How to set up "lldb_codesign" certificate!
To use the in-tree debug server on macOS, lldb needs to be code signed. The
Debug, DebugClang and Release builds are set to code sign using a code signing
certificate named "lldb_codesign". This document explains how to set up the
signing certificate.
Note that it's possible to build and use lldb on macOS without setting up code
signing by using the system's debug server. To configure lldb in this way with
cmake, specify -DLLDB_CODESIGN_IDENTITY=''.
If you have re-installed a new OS, please delete all old lldb_codesign items
from your keychain. There will be a code signing certification and a public
and private key. Reboot after deleting them. You will also need to delete and
build folders that contained old signed items. The darwin kernel will cache
code signing using the executable's file system node, so you will need to
delete the file so the kernel clears its cache.
If you don't have one yet you will need to:
- Launch /Applications/Utilities/Keychain Access.app
- In Keychain Access select the "login" keychain in the "Keychains"
list in the upper left hand corner of the window.
- Select the following menu item:
Keychain Access->Certificate Assistant->Create a Certificate...
- Set the following settings
Name = lldb_codesign
Identity Type = Self Signed Root
Certificate Type = Code Signing
- Click Create
- Click Continue
- Click Done
- Click on the "My Certificates"
- Double click on your new lldb_codesign certificate
- Turn down the "Trust" disclosure triangle, scroll to the "Code Signing" trust
pulldown menu and select "Always Trust" and authenticate as needed using your
username and password.
- Drag the new "lldb_codesign" code signing certificate (not the public or private
keys of the same name) from the "login" keychain to the "System" keychain in the
Keychains pane on the left hand side of the main Keychain Access window. This will
move this certificate to the "System" keychain. You'll have to authorize a few
more times, set it to be "Always trusted" when asked.

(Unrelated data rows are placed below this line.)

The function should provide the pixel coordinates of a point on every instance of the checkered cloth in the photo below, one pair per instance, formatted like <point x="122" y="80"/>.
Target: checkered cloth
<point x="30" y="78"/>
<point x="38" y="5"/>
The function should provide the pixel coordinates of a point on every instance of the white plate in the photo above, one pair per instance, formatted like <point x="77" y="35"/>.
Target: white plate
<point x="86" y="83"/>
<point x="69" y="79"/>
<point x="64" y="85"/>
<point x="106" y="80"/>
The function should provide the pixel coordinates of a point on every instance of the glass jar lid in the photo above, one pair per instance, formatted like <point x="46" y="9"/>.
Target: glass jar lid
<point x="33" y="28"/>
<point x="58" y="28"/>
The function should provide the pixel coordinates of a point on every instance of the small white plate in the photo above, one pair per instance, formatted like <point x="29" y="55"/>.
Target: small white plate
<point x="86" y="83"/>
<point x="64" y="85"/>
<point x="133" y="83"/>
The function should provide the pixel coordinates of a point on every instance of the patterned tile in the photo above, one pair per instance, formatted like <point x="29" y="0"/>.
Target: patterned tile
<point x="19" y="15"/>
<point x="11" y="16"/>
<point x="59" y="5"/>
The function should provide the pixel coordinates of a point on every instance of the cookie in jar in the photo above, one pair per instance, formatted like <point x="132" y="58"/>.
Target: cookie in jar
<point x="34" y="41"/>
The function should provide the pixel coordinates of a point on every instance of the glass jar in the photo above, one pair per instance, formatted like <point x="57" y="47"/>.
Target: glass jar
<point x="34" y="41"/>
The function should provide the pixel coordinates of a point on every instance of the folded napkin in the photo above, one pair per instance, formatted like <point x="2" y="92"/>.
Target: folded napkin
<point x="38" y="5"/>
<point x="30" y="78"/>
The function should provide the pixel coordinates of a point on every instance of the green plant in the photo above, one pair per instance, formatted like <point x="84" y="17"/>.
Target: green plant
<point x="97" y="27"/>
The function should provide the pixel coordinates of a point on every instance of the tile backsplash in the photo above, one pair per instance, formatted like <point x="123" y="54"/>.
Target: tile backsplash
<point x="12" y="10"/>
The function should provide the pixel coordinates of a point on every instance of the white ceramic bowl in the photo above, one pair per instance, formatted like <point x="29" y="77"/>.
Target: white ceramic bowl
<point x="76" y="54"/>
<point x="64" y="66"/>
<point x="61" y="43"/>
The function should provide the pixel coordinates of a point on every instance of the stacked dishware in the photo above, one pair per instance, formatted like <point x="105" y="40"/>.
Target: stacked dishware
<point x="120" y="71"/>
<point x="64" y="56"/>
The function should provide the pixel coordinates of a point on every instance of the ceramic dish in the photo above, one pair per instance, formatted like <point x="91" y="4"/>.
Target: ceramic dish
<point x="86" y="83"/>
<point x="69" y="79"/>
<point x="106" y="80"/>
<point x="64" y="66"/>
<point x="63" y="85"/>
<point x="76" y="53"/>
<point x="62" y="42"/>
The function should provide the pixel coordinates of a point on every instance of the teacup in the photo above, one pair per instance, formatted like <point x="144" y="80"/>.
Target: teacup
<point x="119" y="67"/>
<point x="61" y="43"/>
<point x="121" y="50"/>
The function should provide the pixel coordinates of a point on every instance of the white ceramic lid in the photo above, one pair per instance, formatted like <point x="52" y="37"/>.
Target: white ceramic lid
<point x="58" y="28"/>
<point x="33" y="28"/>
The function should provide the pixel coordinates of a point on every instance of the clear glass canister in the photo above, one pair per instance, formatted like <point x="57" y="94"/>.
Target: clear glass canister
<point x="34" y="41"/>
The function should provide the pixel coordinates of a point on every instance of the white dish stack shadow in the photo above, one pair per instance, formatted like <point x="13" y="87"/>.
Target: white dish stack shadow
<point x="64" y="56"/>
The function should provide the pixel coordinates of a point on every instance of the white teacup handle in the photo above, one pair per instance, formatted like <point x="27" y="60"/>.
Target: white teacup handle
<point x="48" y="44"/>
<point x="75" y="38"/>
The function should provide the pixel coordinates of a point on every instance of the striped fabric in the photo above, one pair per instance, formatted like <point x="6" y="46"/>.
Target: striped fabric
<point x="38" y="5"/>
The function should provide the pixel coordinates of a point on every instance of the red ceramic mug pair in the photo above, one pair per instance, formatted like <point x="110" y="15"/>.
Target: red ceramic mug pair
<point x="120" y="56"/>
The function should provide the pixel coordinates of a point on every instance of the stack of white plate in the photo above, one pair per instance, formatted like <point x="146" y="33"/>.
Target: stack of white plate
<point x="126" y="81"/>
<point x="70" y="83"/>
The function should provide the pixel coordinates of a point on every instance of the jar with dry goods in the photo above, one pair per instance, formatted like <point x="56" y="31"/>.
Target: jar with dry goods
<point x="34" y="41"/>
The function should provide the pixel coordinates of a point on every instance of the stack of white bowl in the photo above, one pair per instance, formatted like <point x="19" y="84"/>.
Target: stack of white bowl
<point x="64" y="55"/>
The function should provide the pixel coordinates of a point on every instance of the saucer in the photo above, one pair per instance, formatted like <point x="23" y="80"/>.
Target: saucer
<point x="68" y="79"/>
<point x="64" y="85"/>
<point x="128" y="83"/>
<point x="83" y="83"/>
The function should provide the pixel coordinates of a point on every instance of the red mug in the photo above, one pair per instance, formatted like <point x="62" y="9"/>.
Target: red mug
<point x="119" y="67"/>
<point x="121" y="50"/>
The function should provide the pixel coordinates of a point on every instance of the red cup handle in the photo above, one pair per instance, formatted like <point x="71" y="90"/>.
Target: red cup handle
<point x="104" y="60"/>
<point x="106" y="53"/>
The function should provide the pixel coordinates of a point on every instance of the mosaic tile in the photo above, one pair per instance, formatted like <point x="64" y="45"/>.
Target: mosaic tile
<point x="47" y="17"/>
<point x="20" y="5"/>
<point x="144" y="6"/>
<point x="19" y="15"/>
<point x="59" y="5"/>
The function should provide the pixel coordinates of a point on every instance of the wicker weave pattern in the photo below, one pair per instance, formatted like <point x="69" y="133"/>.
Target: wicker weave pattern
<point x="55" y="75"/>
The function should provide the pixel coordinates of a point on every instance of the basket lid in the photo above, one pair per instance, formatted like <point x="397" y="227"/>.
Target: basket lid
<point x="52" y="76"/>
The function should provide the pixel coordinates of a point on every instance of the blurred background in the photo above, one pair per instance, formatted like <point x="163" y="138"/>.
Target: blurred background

- Remove "~/Desktop/lldb_codesign.cer" file on your desktop if there is one.
- In the Keychain Access GUI, click and drag "lldb_codesign" in the "System" keychain
onto the desktop. The drag will create a "~/Desktop/lldb_codesign.cer" file used in
the next step.
- Switch to Terminal, and run the following:
sudo security add-trust -d -r trustRoot -p basic -p codeSign -k /Library/Keychains/System.keychain ~/Desktop/lldb_codesign.cer
rm -f ~/Desktop/lldb_codesign.cer
- Drag the "lldb_codesign" certificate from the "System" keychain back into the
"login" keychain
- Quit Keychain Access
- Reboot
- Clean by removing all previously creating code signed binaries and rebuild
lldb and you should be able to debug.
When you build your LLDB for the first time, the Xcode GUI will prompt you for permission
to use the "lldb_codesign" keychain. Be sure to click "Always Allow" on your first
build. From here on out, the "lldb_codesign" will be trusted and you can build from the
command line without having to authorize. Also the first time you debug using a LLDB that
was built with this code signing certificate, you will need to authenticate once.